O grande problema detetado nesta nova linhagem do vírus Mpox é que os primeiros sintomas da infeção não são tão fáceis de diagnosticar, podendo uma pessoa estar infetada e não saber que pode estar a contaminar outras.

O médico explica: “Ainda há a ideia errada de que a Mpox é, sobretudo, uma doença de homens que têm relações sexuais com outros homens. Isso era com a linhagem inicial do vírus, que circulou em 2022, e cujos sintomas mais evidentes eram as lesões cutâneas exuberantes, fáceis de diagnosticar. Só que agora, com a nova linhagem do vírus, houve uma evolução e mudança na transmissão da doença e nos primeiros sintomas”, destaca ao DN, acrescentando que foram estas novas particularidades que levaram a OMS “a decretar este novo alerta de Saúde Pública”. 

Antes, “as  lesões cutâneas exuberantes levavam a própria pessoa a identificar a doença e a isolar-se, mas estas não estão agora tão presentes nesta nova linhagem. As pessoas começam com um quadro de febre, mialgias e dores musculares, o que faz com que, muitas vezes, nem se apercebam de que podem estar infetados”.

Outra característica diferente desta nova linhagem é a forma de transmissão: antes era sobretudo pela via sexual, “agora por gotículas respiratórias que podem levar à contaminação pela permanência de um infetado junto de outras pessoas, por período prolongado”, realça Filipe Froes. Neste momento, e pela avaliação do CDC África, o médico considera que se está perante “uma situação de endemia, a alastrar para uma epidemia na região”.
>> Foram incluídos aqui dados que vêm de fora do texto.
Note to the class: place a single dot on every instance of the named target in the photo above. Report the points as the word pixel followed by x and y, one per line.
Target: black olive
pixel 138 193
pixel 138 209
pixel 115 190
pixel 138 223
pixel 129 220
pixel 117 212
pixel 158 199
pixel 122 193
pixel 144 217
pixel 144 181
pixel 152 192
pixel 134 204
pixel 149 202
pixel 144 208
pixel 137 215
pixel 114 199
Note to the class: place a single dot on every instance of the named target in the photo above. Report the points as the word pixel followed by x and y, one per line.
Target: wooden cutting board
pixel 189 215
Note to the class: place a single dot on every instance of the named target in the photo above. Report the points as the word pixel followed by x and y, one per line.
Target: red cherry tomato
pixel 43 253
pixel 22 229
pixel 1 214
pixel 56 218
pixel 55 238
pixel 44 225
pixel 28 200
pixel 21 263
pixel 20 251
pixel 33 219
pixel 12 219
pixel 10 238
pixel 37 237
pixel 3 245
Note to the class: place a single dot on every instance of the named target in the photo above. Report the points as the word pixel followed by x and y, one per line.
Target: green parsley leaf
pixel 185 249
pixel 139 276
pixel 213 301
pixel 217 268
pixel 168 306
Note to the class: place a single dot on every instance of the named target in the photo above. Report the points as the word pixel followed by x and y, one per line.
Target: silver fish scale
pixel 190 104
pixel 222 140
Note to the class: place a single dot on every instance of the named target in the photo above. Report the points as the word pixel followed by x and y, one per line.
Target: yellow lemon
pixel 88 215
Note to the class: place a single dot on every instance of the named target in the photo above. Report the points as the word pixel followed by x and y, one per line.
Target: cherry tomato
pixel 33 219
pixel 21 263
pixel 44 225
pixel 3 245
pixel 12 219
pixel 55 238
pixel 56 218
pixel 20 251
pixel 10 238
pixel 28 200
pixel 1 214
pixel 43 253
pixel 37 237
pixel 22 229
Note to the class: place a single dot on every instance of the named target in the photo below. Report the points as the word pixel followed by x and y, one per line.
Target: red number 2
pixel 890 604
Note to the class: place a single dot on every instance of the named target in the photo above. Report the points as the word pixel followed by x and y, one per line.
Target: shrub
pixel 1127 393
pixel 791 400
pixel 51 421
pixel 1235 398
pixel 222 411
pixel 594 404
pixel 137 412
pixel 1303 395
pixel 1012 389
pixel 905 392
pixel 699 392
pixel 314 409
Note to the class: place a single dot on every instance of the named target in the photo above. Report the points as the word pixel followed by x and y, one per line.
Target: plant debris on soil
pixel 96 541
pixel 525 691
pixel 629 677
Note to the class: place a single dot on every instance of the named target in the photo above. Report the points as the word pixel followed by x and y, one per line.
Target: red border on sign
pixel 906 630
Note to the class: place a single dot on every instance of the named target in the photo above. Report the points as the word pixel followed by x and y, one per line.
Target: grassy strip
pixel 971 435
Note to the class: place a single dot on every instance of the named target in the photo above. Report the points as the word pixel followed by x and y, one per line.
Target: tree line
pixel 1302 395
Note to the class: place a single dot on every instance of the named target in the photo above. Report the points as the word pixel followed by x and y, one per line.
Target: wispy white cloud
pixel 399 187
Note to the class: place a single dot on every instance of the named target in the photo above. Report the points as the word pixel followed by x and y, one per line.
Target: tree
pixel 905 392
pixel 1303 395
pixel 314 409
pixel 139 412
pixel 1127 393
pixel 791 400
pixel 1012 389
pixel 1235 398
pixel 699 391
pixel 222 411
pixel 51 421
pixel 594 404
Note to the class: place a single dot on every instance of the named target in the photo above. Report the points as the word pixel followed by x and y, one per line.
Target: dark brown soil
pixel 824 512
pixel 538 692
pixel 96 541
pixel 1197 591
O diretor-geral da OMS já tinha anunciado que iria prolongar por mais um ano as recomendações permanentes contra o risco crónico do vírus Mpox em vários países africanos, na sequência deste novo surto, como forma de ajudar “os países a responder ao risco crónico de varíola”. Há laboratórios farmacêuticos que já estão a enviar vacinas para prevenir a infeção, porque especialistas, como Salim Abdool Karim, um dos maiores conhecedores  em doenças infecciosas, garantem: “Estarmos numa situação em que o Mpox representa já um risco para muito mais países vizinhos na África Central e à sua volta”, com o argumento de que “a nova variante do vírus vinda do Congo aparenta ter uma taxa de mortalidade de cerca de 3% a 4%, enquanto, em 2022, no surto global de Mpox, que atingiu mais de 70 países, esta taxa era de 1%.”